Athlete of the Month: Richard Oh


Stella Jia and Henry Ma

Quarterback. Touchdown. Gridiron. Even just a few years ago, those terminologies meant nothing to Senior Richard Oh. Growing up in Korea, he had little to no knowledge of football. 

 Said Oh, “It wasn’t ‘til attending a macroeconomics summer camp in Johns Hopkins University did I first meet football. In Korea, I didn’t know anything about sports, let alone American football. Getting involved in sports allowed me to socialize more with my peers, gradually making me more interested in the sport itself and its violent nature. And here I am now playing football in the soul of America.”

After being exposed to football at a summer camp, he was determined to become a quarterback for the high school team. Ready to set foot into the world of football, Oh was met with an unfortunate setback. Right before Oh entered high school in America, he injured his right arm, losing his upper-body strength, and he had to miss a portion of the summer practice in order to rehabilitate. 

Said Oh, “When I broke my arm, I really felt crushed. My low physical stature as a football player is not going to get me anywhere in the future. I found myself lying in my room, looking up at the ceiling , thinking ‘what am I going to do with my future’. But as I gradually recovered from the injury, my mindset changed from more of a, ‘I’m not going to be able to do it’ to ‘I’m going to be able to do it.’ Those kinds of solidified mindsets.”

Although Oh faced difficulties, he had support from his team and Coach Oswald. After coming back from surgery, he found positive notes in his locker from his teammates.

Said Oh, “I developed a stronger bond with my teammates […] Their notes made me feel like I had an impact on the team that I constantly want to maintain.”

Along with gaining physical skills, football has also revealed other paths of interest for Oh. While Oh was injured, he took a lot of time to read about concussions and became exposed to the fields of neuroscience and philosophy. Balancing his time between his varying passions, football and school has required mental and physical discipline. 
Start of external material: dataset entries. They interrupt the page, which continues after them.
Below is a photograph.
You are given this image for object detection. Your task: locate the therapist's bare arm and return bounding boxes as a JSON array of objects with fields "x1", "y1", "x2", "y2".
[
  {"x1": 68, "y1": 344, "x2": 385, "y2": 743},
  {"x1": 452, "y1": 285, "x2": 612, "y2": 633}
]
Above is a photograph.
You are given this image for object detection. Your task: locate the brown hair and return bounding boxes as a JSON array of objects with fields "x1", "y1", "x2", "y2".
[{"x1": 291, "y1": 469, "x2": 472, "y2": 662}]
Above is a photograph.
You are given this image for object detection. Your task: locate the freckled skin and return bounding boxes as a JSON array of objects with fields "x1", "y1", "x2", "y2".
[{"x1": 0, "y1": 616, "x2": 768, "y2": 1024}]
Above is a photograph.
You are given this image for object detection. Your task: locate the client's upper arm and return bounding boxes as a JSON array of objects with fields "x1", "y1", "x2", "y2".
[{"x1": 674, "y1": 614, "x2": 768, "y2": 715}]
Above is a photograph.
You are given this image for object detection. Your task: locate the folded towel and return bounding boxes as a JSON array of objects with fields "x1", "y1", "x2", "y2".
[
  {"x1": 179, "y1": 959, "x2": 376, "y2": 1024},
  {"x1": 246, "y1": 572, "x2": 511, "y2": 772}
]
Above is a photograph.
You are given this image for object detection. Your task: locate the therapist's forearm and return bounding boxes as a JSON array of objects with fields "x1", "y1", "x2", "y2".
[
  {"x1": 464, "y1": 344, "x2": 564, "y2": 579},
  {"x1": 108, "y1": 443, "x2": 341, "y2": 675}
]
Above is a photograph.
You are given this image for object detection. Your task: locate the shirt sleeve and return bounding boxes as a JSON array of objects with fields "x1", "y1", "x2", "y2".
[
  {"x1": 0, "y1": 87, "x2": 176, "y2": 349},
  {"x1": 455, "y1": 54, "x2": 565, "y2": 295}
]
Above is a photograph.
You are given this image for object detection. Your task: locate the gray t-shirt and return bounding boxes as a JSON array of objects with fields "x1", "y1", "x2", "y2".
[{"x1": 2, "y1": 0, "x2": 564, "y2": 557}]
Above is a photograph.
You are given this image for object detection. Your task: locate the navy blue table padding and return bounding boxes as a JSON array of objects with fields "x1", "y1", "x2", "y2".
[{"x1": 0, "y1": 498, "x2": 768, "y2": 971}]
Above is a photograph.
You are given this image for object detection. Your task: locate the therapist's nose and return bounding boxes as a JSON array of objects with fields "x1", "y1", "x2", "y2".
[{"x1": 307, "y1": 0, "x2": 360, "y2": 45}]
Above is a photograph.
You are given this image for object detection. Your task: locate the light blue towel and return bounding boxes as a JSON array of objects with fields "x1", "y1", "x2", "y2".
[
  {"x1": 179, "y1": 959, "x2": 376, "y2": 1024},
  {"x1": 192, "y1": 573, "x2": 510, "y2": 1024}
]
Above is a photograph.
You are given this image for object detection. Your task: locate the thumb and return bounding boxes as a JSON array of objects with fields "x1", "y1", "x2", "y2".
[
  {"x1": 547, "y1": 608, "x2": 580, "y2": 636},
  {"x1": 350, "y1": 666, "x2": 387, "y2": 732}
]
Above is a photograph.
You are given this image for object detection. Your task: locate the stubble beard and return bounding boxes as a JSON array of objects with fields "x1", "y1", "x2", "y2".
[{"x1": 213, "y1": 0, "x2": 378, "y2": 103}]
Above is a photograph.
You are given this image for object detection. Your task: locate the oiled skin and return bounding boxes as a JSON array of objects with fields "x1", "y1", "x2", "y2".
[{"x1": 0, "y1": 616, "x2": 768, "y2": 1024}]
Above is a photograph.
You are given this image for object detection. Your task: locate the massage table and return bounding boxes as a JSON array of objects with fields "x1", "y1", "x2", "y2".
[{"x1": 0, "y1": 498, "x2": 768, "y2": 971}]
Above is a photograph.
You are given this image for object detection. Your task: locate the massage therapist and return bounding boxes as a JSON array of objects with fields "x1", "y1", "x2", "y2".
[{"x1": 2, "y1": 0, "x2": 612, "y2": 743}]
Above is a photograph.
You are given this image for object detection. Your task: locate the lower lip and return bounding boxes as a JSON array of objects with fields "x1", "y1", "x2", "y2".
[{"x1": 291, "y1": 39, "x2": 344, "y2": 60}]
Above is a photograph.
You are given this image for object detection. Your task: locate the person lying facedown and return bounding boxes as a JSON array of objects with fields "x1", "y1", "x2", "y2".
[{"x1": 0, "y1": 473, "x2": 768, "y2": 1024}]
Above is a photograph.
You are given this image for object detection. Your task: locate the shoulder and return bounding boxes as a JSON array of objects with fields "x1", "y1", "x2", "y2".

Said Oh, “As a student athlete, sports take a lot of time, both in practices and games. To maximize my time I try to use those small remaining chunks of time like during football games for reading books, research papers and constantly studying. When I’m in the locker room prepping for a game, I’ll use the bands to warm up my arms while watching a lecture on Quantum Mechanics from MIT. I try to inject all those things into my lifestyle making it more of a natural thing.”

It never seemed possible that a sport as heavily based in American culture likase football would be able to influence his life to this athletic and academic extent. 

Said Oh, “This is the reason why football is so precious to me. Because not only did it allow me to grow on both the physical side and intellectual side, but also helped me to find a passion for philosophy and physics.”